Quote from: Alexis_H on June 17, 2024, 06:54:31 AMOur use-cases resonate with yours : our team of architects collaborate on a common archi model (+10K concepts) which is in synch on the tech/app layer with 'the real world' (via a weekly semi-auto synch with the CI model of SNow CMDB - mapped to on-prem DC + AWS).

That's massive! I'm intrigued to know how performance of archi-powertools-verifier tooling is at this scale. Especially, how much time archi (importing from git) stage takes.

Quote- I may challenge our choice of synching with SNow CMDB in favor of direct AWS CLI mapping (for cloud natives apps)

Syncing with the CMDB should also work out no problem. Maybe, I do not get your concern.

Quote- We struggle with duplicates and different flavors of modelisation styles (say: application flows)
> I need a control loop to enforce modelisation rules/styles

Would it help if you make archi-powertools-verifier apply different predicates (SQL/CQL queries) to different views or folders of your model by adding WHERE conditions to the queries?

Alternatively, you can implement model federation instead of keeping everything in your mega-model.
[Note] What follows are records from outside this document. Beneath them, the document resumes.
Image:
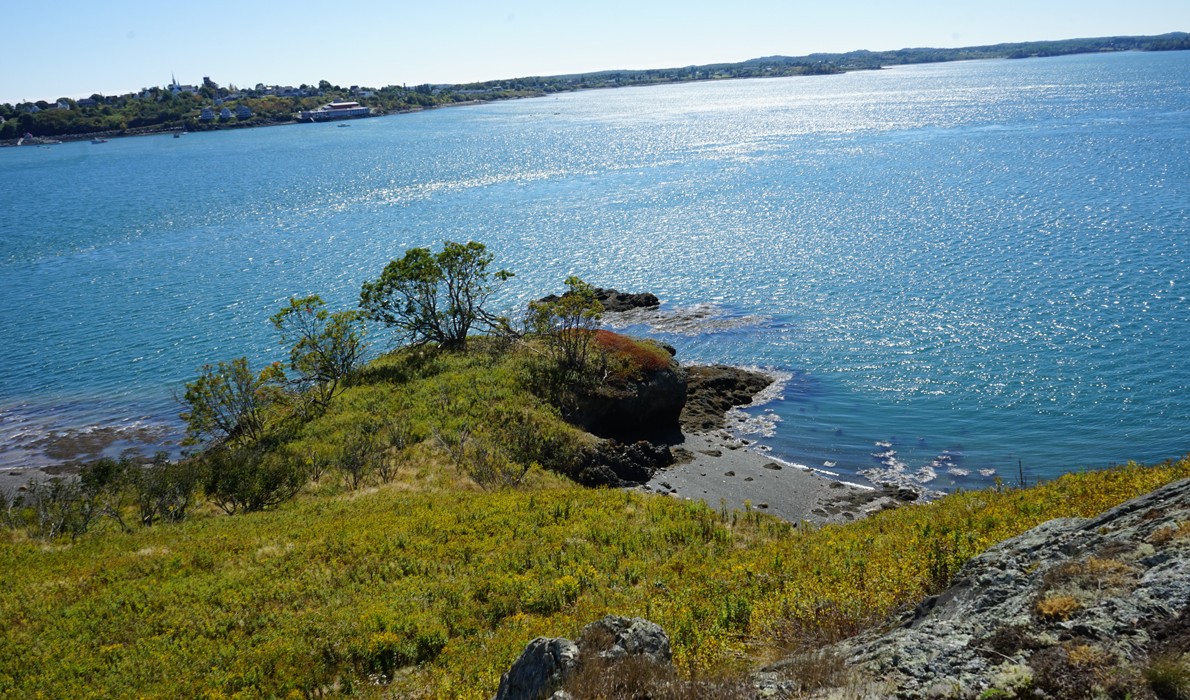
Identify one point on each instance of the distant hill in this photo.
(155, 110)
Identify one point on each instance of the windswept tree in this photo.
(436, 298)
(229, 401)
(325, 347)
(568, 325)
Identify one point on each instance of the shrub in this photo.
(436, 298)
(245, 479)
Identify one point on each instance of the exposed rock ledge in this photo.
(617, 301)
(1071, 608)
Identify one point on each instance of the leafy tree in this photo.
(164, 489)
(229, 401)
(325, 347)
(568, 324)
(436, 298)
(242, 479)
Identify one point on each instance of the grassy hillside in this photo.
(423, 582)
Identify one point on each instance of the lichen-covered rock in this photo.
(633, 408)
(1071, 608)
(617, 464)
(546, 663)
(539, 670)
(614, 638)
(713, 389)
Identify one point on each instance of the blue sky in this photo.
(75, 48)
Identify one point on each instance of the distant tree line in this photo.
(160, 108)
Without archi-powertools-verifier, I'd rather not risk dealing with a multitude of decentralized models. But archi-powertools-verifier makes it possible. I describe the approach in this example.

In a nutshell, idea is to break a mega-mono-model to a set of models, each of which may follow its own rules and approaches. But, we agree that some of the views (or folders) should be synchronized, and we leverage archi-powertools-verifier as implementation of synchronization process. By keeping those "interface" views/folders harmonized among the parties, we propagate information about changes happening across the whole estate.